Tra i suoi tanti ruoli c’è anche quello di critico musicale. Qual è lo stato di salute della critica nella Grande Musica?

Non mi definirei propriamente un “critico musicale”, quanto un “divulgatore musicale”. Non me ne vogliano i miei colleghi critici, ma non mi è mai piaciuto fare “critica”. Per questo, nei miei lunghi anni di “recensioni” discografiche non ho mai presentato o raccontato un CD brutto. Preferisco fare una selezione a monte e parlare solo di quello che mi piace ma senza dare giudizi. Penso anche che fare il “critico musicale” richieda oggi delle competenze musicali-teoriche specifiche che non tutti hanno. Detto questo, mi pare che nel nostro Paese possiamo contare su alcune firme piuttosto importanti, penso su tutte a quella di Angelo Foletto, critico di Repubblica, che è stato fra le altre cose anche mio professore di Storia della Musica al Conservatorio. Il suo acume, la sua lucidità di analisi, il suo sapere andare dritto al cuore delle questioni, ne fa oggi un punto di riferimento e un modello per molti. 

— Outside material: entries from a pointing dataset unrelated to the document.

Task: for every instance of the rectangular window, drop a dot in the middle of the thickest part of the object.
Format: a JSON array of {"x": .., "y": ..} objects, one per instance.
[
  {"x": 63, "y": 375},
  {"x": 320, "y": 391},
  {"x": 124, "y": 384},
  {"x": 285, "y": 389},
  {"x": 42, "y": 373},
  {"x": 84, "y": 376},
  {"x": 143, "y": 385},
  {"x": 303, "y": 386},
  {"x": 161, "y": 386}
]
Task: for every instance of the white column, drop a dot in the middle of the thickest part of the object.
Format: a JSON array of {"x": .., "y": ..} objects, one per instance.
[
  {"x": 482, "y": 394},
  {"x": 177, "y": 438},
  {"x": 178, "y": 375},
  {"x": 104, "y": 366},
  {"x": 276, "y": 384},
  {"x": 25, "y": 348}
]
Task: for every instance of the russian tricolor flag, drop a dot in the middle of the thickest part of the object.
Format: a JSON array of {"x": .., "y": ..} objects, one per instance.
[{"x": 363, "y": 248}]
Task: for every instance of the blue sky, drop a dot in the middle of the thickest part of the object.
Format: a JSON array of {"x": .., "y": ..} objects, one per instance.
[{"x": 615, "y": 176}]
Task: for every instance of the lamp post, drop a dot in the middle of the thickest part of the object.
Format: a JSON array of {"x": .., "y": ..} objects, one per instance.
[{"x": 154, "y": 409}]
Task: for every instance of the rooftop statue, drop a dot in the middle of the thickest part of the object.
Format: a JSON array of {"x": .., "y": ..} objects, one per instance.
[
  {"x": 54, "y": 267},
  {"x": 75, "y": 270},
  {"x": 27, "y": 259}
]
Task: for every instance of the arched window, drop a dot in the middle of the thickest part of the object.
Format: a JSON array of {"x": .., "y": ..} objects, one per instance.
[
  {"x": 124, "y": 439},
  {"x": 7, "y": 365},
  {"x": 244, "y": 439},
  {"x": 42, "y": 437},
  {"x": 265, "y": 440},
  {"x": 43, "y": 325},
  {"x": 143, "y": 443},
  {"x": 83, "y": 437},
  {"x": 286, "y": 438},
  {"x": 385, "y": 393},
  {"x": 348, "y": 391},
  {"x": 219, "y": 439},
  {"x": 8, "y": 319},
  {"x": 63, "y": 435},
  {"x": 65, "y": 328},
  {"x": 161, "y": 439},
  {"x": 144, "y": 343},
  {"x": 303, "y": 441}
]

Come ritiene abbia agito nel nostro Paese l’ambiente della musica classica davanti alla tragedia che l’intero mondo sta vivendo?

Siamo rimasti tutti spiazzati e impreparati di fronte alla pandemia. Il mondo della musica classica ha reagito come poteva, aprendo nuovi canali di diffusione prima trascurati, come ad esempio i concerti in streaming. Ma attenzione, non tutti hanno aderito. Penso ad esempio ad alcuni grandi musicisti, come il grande flautista Patrick Gallois che ha messo in guardia quanti durante il primo lockdown si sono messi a proporre concerti in streaming gratuitamente, praticamente in ogni dove. Il rischio infatti è quello di far passare un messaggio errato e cioè che la Grande Musica, come giustamente la chiama, debba e possa essere gratuita e per tutti, in ogni momento. 

I Conservatori sono sempre pieni di giovani iscritti, le sale da concerto molto meno. Cos’è che non va?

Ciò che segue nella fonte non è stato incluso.